Multiple Benefits of Progestin Cited

The benefits of progestin are many, he says:

  1. Thirty years of evidence show the safety of progestins among women taking oral contraceptives and hormone replacement therapy.

  2. Progestin selectively targets those cells that have progestin receptors, such as cells in the breast, uterus and ovary, so there is little risk of inadvertently causing harm to other cells in the body.

  3. Hormone therapy with progestin can be implemented in all age groups.

  4. Women are already exposed to progestins through oral contraceptives and hormone replacement therapy, and post-menopausal women who aren’t taking it can be encouraged to do so.

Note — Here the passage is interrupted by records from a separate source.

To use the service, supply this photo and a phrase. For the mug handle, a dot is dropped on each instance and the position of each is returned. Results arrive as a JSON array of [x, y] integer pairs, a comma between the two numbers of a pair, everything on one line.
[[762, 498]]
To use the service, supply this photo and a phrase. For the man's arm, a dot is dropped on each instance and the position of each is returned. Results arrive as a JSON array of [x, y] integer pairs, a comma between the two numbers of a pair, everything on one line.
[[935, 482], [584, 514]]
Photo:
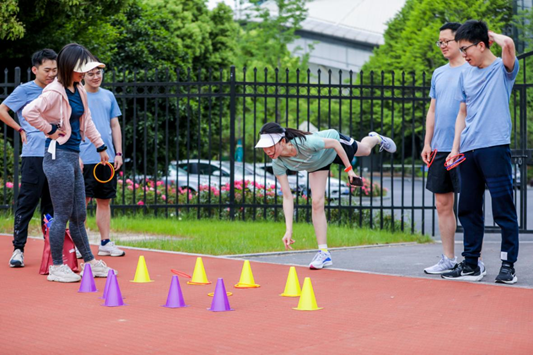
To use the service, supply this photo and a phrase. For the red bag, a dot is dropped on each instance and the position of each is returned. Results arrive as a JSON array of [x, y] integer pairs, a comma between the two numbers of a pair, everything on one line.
[[69, 253]]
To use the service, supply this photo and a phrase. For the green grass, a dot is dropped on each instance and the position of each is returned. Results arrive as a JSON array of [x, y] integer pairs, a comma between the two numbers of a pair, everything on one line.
[[216, 237]]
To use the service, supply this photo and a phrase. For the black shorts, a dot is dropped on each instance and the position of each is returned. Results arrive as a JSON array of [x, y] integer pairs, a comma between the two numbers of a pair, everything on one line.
[[95, 189], [440, 180], [350, 150]]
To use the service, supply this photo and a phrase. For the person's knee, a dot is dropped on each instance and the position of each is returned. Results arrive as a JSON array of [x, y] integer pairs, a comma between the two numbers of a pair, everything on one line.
[[318, 204], [444, 205]]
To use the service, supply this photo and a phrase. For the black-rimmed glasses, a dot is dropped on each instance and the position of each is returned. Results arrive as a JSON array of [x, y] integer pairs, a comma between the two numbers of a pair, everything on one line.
[[464, 49], [443, 43]]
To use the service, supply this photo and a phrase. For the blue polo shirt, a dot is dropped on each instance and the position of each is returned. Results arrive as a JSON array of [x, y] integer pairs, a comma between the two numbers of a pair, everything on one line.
[[444, 86], [104, 107], [19, 98], [486, 93]]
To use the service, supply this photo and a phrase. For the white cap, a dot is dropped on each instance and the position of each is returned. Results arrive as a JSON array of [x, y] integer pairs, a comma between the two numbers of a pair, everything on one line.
[[269, 139], [84, 68]]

  5. A French study has suggested that the type of progestin used in oral contraceptives may decrease the risk of subsequent breast cancer.

Future Studies

Upcoming studies will focus on progestin’s effects in women. Specifically, the researchers will develop a risk-assessment profile for women by analyzing their genetic susceptibility and pertinent aspects of their history, relative to risk of ovarian cancer. Researchers will use the profile to determine who is at greatest risk for developing ovarian cancer, with the goal of delivering preventive agents more aggressively to this population.

The researchers also plan to study the molecular pathways through which progestins work, with the hope of developing additional agents that stimulate apoptosis in the ovarian epithelium.